Now imagine the typical upright panicked diver whose mouth in at the bottom of their face, mostly. The mouth is not at eye level.
If they suck water and start choking they get negative, because they lose their lung buoyancy. The only thing they need when choking is their head well clear of the water so they can stop panicking. That is to say, a high lift BCD is needed.
Notice at this point we have not even covered the fact that the panicked bicycle kick of a diver at the surface can become a kick that pulls them down with a fair amount of force. If you have not seen this happen, then I am glad for you. But divers exerting more leg effort resulting in more downward pull from the top upper surface of the thigh being brought up violently parallell to the surface is just a basic part of a rescue course, at least where I am from. It's why the most experienced diver should be the victim, because it is hard to dive badly until you have seen just how badly people can dive when panicked. Panicked means nothing effective, and much counterproductive action. Rescuing a diver is not about how we think they should be diving, but how to remove them from danger with as little fuss as possible. Thus high lift BCDs which immediately solve surface problems. Because the weight belt drop does not do poop.
Huge amounts of lift is ludicrous and unnecessary until it is needed, and then it is just silly to have thought that avoiding using high lift BCDs is a good idea, simply because somebody on the internet said they were ludicrous.

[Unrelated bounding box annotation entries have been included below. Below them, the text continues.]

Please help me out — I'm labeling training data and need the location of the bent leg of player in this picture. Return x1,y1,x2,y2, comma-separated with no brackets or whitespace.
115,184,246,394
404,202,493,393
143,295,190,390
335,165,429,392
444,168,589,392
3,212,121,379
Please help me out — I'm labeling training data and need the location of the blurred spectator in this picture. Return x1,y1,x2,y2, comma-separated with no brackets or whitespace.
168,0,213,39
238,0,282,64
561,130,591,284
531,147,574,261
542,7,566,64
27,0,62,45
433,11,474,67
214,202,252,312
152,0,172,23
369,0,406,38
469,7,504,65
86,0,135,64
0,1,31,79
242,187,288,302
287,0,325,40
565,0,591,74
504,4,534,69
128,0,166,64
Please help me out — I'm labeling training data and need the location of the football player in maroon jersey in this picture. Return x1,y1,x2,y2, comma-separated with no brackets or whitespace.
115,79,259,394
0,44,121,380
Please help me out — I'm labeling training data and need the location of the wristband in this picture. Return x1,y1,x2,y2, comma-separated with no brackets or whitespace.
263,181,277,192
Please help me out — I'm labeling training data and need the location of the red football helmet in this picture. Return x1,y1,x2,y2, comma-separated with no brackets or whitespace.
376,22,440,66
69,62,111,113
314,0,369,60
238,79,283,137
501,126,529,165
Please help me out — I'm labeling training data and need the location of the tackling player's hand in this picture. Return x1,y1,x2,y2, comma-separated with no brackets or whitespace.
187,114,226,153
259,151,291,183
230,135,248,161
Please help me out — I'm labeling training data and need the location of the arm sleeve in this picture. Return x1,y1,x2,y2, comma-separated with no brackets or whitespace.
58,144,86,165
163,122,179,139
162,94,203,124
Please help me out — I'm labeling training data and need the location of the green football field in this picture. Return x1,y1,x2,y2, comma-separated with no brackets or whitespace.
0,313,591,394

I am happy to be though of as ludicrous, then. In a drysuit you are wearing a tool that might give 30-40 pounds of lift plus the BCD lift. In the tropics we don't have that. We only have the BCD.
We can dive with minimal gear when we are playing around. I dive with tanks and no BCDs all the time. But those are specifically FU dives because I am not even slightly available to other divers. in any sense.
When I am in charge of divers, especially when there are intro divers, making me or them immediately enormously positively buoyant is a requirement for safety, because until their head is well clear of the water there is no solution to panicking and choking.
That is after all why we define confined water as water in which we can immediately stand up, because head clear of the water in necessary to calm people down.
I get that people should be able to blah blah blah. In the real world, once someone panicks, we cannot worry about what we want them to do. We can only do our job which is to remove them from danger as soon as possible, with an minimum of fuss, so they can calm down and maybe won't drown, or more practically maybe won't decide to never dive again. Because professional.
Thus high lift BCDs. As ludicrous as you may think they are.